Más temprano, había estado firmando ejemplares de sus libros en la fila número 10 del sótano del Centro Nacional de Convenciones de Washington. Luego de una cortísima espera, nos acercamos para obtener el codiciado autógrafo. De pie, Alfredo, me recibió con entusiasmo al ver un rostro latino hablando en nuestra lengua materna. Hubo una ligera sorpresa en él al darse cuenta que el ejemplar que llevé conmigo era de la edición en español de Medianoche en México, publicado en 2013. Me presenté como su tocayo y columnista eventual de Hola Cultura DC, con lo cual se mostró complacido. Le expresé mi interés por temas como la frontera e inmigración y añadí que estaría escribiendo una crónica sobre el conversatorio que acontecería un par de horas. Dicho esto, procedió a introducir su mano al bolsillo interior de su traje y me extendió su tarjeta personal para compartir esta nota con él una vez sea publicada.
En “Medianoche en México,” Alfredo recibe una llamada telefónica de su fuente principal para informarle que hay un plan para asesinarlo, y así comienza su viaje en espiral que busca descifrar la compleja situación del país, mientras lucha por salvar su vida. Este es un texto que habla sobre las sangrientas fronteras, recorriendo un camino de encrucijadas, desigualdad y violencia.
Pero en esta oportunidad, por razones obvias, el conversatorio se centró en Homelands, publicado en junio 2018, y disponible por ahora sólo en inglés. Este libro nos narra la historia de cuatro amigos México-Americanos en busca de su identidad; uno dueño del Tequila’s, único restaurante de comida mexicana en todo Philadelphia a fines de los ochentas; otro, un activista en derechos humanos; el tercero un abogado nacido en Nuevo México; y el autor, un periodista que simpatiza con la política de izquierda y que se muestra optimista en que la ley y el orden prevalecerán en ambos países.

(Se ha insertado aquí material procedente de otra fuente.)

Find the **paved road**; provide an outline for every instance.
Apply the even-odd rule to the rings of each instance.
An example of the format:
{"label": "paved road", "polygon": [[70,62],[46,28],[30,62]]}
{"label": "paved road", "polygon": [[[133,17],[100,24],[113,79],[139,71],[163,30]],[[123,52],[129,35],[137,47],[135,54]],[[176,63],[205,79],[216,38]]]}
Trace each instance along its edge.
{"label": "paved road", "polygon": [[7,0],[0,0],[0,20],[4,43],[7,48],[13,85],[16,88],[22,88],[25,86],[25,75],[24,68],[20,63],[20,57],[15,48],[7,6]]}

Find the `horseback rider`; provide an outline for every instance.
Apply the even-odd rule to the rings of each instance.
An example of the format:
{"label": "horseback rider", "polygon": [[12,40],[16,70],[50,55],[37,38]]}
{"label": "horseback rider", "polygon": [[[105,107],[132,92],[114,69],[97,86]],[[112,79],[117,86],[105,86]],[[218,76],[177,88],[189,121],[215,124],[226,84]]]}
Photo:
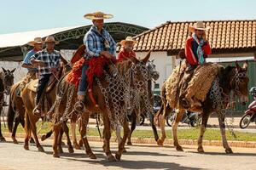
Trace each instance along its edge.
{"label": "horseback rider", "polygon": [[46,48],[36,53],[32,56],[30,61],[35,66],[38,68],[39,81],[37,88],[36,96],[36,107],[33,110],[33,114],[41,116],[41,96],[47,87],[50,76],[57,75],[57,71],[61,65],[61,54],[60,52],[55,50],[55,45],[58,43],[55,40],[55,37],[49,36],[44,41]]}
{"label": "horseback rider", "polygon": [[[107,59],[115,58],[116,43],[111,35],[103,28],[104,20],[113,18],[112,14],[107,14],[102,12],[87,14],[84,16],[86,19],[92,20],[93,26],[84,35],[84,44],[85,45],[84,58],[90,60],[92,58],[105,57]],[[84,95],[88,86],[86,71],[89,65],[84,63],[82,68],[81,80],[79,85],[78,99],[84,101]],[[82,105],[78,105],[78,110],[82,110]]]}
{"label": "horseback rider", "polygon": [[[183,76],[183,85],[182,94],[184,95],[188,88],[189,82],[191,80],[194,71],[198,65],[206,63],[206,58],[212,54],[209,42],[207,40],[206,31],[210,27],[205,27],[201,21],[196,22],[189,27],[192,36],[189,37],[185,44],[185,56],[187,69]],[[184,108],[189,108],[192,103],[191,99],[183,98],[182,105]]]}
{"label": "horseback rider", "polygon": [[37,69],[30,62],[32,56],[33,56],[37,52],[41,51],[43,48],[43,40],[41,37],[35,37],[33,41],[27,42],[28,45],[32,46],[33,48],[27,52],[25,56],[21,66],[26,68],[28,72],[27,76],[31,76],[32,79],[36,78]]}
{"label": "horseback rider", "polygon": [[122,46],[121,50],[118,55],[118,60],[122,61],[130,58],[136,58],[136,54],[132,50],[133,46],[137,43],[137,41],[134,41],[131,37],[127,37],[125,40],[122,40],[119,44]]}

Ante la pregunta del moderador sobre, ¿cómo se siente vivir cerca de la frontera?, no sólo literalmente, sino también figurativamente, Corchado respondió que en una conversación con uno de los personajes del libro, Primitivo “Primo” Rodríguez, éste le preguntó: ¿de qué lado estás? ¿Cuál es tu tierra?, y él contestó, entre risas, que eso dependía de quién estuviera ganando en un partido de fútbol entre México y Estados Unidos, “yo le voy al que está perdiendo”.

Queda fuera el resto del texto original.